How is our world of work changing? We get the views of two experts
Which jobs will be lost due to digitization? And which new job opportunities will emerge? Above all: how can we adapt to changes on the employment market? We ask professor Patricia Wolf and Michael Siegenthaler, a labor market specialist from the Swiss Economic Institute, for their views.
Which jobs will be eliminated by digitization?
The jobs generally at risk are those where predominantly repetitive tasks are performed, which can be replaced by technology. The demand for human labour is decreasing in these jobs. It doesn’t matter whether this results in an increase in work productivity, such as for accountants or business administration staff, or whether it remains the same, as in the case of cashiers or machine operators.
And which jobs will be the winners?
There will be strong demand for jobs involving non-routine tasks where the human workforce cannot be replaced by technology. The less technology contributes to increasing work productivity in these jobs, the greater the demand for human labour will be. This means researchers, teachers and managers are best placed. However, cleaners, hairdressers and street vendors will find their opportunities on the employment market intact despite digitization and automation.
How should we adapt as workers?
Nobody can accurately predict how our society and the employment market will develop. But we can envisage various future scenarios and derive skills from them which will be in high demand. Let’s assume that we will live in a world with great opportunities for self-fulfilment. Here you would find people predominantly working in knowledge-based and creative fields. But also people who possess and develop socio-emotional skills, are in care roles, who can motivate and advise as well as workers capable of maintaining and developing the technological infrastructure thanks to their technical and ICT skills. In other words, all the things that people do very well and enjoy doing. But it could all turn out very differently: what would happen in the event of a natural disaster or if our communications systems fail? What would happen to our jobs then? Asking such questions is worthwhile.
What does it mean for the individual?
It’s worth considering what you can do well and how you can use these skills in various scenarios. Everyone can do something extremely well. A cashier, for example, may have a friendly manner when serving people. This is a strong attribute for personal shopping.
Aren’t changes occurring at a frightening pace?
There’s a great deal of hysteria today, but unjustifiably so. Remaining agile is very important. But we know that people are adaptable. This is also reflected by the statistics. 65% of the jobs in the USA, for example, did not exist at all 25 years ago. We can deal with such changes.
About our expert
Prof. Dr. Patricia Wolf is a Professor of Integrative Innovation Management at the University of Southern Denmark in Odense. She is also Professor in Innovation Management and member of the Future Laboratory CreaLab at Lucerne University of Applied Sciences and Arts, and a Private Lecturer at the Department of Management, Technology and Economics at ETH Zurich.
Michael Siegenthaler, a labor market specialist at the Swiss Economic Institute at the ETH Zurich
Please take a look into the future for us – will many of the jobs we’re doing today vanish?

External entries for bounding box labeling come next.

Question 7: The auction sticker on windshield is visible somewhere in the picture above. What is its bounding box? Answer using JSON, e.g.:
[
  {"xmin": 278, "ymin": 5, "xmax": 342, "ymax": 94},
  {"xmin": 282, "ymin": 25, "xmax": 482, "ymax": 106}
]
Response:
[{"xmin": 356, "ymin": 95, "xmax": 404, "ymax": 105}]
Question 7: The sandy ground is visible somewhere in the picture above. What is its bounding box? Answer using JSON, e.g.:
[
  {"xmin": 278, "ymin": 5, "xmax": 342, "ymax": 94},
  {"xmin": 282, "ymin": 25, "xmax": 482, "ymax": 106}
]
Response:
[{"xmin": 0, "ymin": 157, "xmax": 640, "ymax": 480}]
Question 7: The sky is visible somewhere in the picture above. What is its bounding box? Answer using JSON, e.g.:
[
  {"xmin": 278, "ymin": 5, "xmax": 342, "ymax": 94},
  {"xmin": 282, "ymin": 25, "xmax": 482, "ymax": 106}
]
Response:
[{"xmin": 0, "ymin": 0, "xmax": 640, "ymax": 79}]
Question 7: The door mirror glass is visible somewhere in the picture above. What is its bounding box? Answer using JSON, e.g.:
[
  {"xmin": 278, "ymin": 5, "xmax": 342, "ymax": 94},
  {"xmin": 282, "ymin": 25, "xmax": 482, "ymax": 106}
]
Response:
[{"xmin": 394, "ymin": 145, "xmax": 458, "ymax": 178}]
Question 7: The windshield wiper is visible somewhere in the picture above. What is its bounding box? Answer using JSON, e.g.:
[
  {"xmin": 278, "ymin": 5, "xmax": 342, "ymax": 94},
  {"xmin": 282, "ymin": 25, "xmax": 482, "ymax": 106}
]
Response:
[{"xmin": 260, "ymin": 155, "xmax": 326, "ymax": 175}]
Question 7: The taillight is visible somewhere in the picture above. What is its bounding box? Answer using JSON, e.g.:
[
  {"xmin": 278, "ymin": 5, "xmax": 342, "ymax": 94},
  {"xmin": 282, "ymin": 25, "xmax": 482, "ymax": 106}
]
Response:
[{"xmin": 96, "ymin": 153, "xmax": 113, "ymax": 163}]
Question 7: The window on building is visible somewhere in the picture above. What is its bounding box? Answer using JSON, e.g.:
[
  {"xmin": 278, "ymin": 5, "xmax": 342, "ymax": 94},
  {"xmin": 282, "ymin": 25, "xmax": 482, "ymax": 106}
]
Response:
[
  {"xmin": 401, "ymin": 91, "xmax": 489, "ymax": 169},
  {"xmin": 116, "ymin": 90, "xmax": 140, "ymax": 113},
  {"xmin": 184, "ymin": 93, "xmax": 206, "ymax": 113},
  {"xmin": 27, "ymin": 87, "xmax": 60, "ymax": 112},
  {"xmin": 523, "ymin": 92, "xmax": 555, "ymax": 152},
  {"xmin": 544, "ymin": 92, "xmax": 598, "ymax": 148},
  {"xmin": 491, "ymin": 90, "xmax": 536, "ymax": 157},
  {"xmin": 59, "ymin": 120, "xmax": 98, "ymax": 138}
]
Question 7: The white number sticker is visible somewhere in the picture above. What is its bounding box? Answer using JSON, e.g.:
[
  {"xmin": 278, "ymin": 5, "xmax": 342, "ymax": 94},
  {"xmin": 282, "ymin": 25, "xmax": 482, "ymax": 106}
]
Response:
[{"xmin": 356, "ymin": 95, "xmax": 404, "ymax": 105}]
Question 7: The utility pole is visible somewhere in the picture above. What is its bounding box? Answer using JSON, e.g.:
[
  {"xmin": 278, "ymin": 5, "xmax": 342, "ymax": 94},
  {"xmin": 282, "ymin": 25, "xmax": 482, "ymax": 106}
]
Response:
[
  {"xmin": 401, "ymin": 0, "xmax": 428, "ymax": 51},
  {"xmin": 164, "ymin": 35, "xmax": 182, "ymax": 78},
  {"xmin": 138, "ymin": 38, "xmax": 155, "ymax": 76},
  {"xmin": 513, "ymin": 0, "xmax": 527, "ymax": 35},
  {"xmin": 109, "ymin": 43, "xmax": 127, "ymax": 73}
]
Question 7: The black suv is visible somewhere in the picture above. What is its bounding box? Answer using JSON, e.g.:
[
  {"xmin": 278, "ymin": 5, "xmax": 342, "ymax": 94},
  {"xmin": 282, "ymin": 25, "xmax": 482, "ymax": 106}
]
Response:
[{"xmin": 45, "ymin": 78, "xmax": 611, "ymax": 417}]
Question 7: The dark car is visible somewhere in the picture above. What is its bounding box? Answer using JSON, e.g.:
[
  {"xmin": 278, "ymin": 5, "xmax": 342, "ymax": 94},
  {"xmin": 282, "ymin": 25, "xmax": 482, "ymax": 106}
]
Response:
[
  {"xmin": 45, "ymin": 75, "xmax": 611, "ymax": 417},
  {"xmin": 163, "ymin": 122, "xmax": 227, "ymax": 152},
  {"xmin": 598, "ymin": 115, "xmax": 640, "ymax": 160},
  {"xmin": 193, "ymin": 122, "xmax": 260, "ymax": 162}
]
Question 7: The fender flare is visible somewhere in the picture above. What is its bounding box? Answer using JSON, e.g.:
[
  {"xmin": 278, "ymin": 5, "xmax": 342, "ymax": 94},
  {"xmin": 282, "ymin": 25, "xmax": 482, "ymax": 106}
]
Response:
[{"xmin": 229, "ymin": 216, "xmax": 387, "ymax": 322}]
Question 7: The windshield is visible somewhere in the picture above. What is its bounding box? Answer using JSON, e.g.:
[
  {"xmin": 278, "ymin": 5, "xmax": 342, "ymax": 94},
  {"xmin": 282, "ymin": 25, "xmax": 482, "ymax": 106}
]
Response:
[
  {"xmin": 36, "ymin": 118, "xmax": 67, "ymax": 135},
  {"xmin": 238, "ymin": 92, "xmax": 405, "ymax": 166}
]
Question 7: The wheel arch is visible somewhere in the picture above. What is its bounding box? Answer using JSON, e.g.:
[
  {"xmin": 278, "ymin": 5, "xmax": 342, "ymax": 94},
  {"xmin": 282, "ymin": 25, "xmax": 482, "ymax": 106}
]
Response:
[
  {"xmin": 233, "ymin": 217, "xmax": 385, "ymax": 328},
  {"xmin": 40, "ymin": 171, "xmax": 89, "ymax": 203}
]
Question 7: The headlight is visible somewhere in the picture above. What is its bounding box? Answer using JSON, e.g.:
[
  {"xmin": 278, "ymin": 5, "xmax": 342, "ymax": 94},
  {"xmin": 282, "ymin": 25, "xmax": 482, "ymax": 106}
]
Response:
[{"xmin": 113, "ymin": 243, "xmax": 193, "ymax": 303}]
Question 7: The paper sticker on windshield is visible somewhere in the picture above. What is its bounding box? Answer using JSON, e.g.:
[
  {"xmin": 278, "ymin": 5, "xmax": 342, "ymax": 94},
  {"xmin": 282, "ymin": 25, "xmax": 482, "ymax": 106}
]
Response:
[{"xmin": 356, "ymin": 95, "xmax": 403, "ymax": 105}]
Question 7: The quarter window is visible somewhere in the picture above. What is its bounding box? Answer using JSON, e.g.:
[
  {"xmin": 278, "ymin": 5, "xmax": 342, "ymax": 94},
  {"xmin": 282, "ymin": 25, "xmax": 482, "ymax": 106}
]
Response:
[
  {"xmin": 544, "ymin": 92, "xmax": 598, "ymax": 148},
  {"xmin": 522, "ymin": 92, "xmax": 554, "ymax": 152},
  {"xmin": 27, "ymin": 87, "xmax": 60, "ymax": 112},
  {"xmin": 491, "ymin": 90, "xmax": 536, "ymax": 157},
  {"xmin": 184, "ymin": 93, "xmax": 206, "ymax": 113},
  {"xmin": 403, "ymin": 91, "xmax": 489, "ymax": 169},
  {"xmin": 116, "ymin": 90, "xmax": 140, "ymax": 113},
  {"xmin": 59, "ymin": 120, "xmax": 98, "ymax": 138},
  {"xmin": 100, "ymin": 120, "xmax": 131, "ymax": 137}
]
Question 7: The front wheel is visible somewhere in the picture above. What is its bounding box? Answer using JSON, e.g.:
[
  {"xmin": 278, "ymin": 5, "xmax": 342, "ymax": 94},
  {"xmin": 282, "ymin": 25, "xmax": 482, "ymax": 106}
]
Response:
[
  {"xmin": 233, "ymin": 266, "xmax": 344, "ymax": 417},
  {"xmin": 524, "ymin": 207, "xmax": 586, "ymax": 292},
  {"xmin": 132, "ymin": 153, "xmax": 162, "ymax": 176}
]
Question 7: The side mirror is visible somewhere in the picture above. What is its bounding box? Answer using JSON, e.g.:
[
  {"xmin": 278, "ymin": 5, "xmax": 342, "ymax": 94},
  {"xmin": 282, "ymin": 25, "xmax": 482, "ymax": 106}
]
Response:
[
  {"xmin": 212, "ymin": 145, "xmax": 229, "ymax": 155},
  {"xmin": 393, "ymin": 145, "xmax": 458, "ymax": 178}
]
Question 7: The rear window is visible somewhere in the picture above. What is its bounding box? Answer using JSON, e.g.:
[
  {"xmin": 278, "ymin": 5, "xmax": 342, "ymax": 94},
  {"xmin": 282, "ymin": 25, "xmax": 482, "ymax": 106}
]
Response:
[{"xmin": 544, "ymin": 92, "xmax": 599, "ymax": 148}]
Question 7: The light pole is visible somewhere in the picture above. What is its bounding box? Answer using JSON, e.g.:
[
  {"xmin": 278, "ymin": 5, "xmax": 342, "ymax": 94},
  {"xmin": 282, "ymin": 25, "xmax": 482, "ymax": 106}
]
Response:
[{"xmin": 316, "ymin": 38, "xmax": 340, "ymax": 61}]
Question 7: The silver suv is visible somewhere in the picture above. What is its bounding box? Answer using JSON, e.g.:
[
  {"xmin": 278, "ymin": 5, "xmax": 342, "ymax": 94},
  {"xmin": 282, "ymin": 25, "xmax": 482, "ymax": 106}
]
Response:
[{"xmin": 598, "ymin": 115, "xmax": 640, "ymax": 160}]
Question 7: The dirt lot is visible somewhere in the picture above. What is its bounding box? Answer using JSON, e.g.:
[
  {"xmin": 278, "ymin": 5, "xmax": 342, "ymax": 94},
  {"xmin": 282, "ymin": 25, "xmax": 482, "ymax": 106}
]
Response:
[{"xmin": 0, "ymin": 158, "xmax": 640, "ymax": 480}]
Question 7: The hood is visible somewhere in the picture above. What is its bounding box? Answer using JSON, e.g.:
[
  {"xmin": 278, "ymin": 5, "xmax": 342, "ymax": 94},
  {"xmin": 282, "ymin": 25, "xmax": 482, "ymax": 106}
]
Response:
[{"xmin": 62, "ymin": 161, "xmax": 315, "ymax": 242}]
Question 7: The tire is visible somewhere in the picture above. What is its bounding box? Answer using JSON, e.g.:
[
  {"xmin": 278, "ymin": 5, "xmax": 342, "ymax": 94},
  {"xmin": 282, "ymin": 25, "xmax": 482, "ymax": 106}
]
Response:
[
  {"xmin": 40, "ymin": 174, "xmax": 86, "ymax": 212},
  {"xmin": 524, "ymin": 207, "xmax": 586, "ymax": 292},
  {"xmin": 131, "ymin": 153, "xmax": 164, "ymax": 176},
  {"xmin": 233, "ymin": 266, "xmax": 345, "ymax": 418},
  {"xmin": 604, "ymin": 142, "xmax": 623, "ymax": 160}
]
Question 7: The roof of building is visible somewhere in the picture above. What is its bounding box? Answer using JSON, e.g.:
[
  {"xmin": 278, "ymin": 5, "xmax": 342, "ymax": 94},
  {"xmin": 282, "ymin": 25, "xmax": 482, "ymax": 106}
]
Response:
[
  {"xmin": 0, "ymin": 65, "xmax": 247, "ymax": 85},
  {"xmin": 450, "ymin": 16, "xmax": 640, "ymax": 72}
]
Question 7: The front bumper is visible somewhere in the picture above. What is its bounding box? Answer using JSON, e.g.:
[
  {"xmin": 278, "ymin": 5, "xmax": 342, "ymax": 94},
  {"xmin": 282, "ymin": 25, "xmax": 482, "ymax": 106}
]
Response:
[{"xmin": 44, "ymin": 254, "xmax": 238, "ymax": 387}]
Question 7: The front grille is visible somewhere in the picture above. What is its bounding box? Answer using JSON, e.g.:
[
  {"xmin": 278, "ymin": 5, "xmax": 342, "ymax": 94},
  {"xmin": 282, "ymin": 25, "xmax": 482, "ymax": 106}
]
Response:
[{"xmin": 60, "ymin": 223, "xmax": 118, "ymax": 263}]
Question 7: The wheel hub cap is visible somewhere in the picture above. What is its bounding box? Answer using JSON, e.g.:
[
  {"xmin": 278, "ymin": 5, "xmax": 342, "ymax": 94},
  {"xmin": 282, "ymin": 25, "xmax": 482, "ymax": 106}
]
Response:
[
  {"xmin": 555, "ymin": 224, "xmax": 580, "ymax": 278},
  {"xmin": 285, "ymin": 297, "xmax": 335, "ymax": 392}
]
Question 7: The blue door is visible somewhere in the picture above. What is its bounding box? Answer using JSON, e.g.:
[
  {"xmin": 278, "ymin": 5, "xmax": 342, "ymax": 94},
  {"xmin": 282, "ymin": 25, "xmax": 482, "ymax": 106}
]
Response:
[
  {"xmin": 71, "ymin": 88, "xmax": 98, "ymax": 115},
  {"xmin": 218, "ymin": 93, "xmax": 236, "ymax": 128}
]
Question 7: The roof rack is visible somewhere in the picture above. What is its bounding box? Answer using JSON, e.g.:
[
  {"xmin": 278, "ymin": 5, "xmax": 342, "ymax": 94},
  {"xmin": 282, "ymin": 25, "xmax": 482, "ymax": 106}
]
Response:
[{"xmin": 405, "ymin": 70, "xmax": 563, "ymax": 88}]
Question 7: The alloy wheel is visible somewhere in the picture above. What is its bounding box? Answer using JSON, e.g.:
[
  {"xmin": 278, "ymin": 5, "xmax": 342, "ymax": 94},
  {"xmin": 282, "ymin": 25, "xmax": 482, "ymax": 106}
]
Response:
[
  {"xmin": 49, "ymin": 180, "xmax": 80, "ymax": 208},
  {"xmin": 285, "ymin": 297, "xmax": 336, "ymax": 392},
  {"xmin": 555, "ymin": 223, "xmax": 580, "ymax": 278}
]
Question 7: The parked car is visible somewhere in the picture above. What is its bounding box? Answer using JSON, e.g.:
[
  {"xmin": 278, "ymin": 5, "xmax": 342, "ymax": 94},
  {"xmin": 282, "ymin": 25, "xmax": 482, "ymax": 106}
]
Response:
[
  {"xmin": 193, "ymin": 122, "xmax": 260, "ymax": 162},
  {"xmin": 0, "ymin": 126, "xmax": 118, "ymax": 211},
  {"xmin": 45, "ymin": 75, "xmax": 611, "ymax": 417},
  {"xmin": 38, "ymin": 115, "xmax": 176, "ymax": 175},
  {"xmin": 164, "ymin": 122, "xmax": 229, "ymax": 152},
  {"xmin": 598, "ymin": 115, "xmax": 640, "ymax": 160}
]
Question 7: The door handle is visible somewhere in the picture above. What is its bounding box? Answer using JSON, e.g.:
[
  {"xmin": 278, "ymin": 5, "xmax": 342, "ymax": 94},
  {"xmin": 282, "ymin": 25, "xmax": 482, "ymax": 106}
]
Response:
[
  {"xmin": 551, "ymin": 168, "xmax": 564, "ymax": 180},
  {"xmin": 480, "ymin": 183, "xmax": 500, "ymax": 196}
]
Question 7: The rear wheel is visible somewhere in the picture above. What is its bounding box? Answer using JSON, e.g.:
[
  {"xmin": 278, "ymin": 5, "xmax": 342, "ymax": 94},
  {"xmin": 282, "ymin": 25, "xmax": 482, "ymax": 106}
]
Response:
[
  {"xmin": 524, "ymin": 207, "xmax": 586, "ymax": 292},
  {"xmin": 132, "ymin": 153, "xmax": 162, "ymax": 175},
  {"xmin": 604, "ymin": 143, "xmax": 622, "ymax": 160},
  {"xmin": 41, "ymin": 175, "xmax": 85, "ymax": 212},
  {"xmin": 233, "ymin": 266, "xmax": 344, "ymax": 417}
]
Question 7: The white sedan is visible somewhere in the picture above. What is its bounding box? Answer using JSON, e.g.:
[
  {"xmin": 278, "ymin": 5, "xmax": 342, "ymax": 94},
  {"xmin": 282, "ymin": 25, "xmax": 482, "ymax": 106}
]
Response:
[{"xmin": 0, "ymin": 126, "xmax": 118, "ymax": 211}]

It’s better to talk about tasks than jobs as jobs usually consist of a set of tasks. Computers and robots usually replace individual tasks rather than entire jobs. Let’s take a lorry driver for example – a job that is often mentioned as being a potential victim of digitization and automation. While the actual driving may one day become superfluous due to the deployment of self-driving vehicles, people will nevertheless still be required in this job. Just think of unloading: a different situation has to be dealt with for each customer. Interaction is required – which means human labour, intuition and skills – to respond flexibly to different situations. The question is which skills will there be greater demand for in future, and for which will there be less.
And what is your response to that?
It’s generally routine tasks, which follow clear rules and are repetitive, that are in jeopardy. For example, this includes the task of searching for previous cases at law firms. This can be done more efficiently by computers using big data. The demand for jobs that mainly require abstract problem-solving, creativity and social interaction may increase. These tasks are predominant in careers such as researchers, technology specialists, teachers, health care professionals or managers and people in creative roles. But gardeners and cleaners also do work that cannot be easily digitized or automated because they require flexible adjustment to the environment. The cleaning of a hotel room is much too complex for a robot. How is it supposed to decide whether an item is rubbish or something that has been left lying around?
Is there enough time left to prepare ourselves for the employment market of the future?
You should definitely not allow the scare stories in the media to give you sleepless nights. The speed of technological change is always overestimated. We’ve been talking about self-scanning check-outs since the mid-2000s. But they are only finding their way into our everyday lives now. The same thing is revealed by a look at the past: when ATMs were introduced in the 1960s, there were fears of a sharp decline in the number of bank employees, because their main task at that time was issuing money. The picture today is completely different: there is a much greater workforce in the banking sector than at that time, but they now perform different tasks to dispensing cash. The example shows that digitization causes far-reaching change in the employment market and in many career profiles. But there is still demand for many of our skills.
About our expert
Michael Siegenthaler, a labor market specialist at the Swiss Economic Institute at the ETH Zurich He also works as a lecturer at the ETH Zurich and at the Department of Economics at the University of Bern. He is listed as one of the 25 most influential Swiss economists in the NZZ ranking of economists.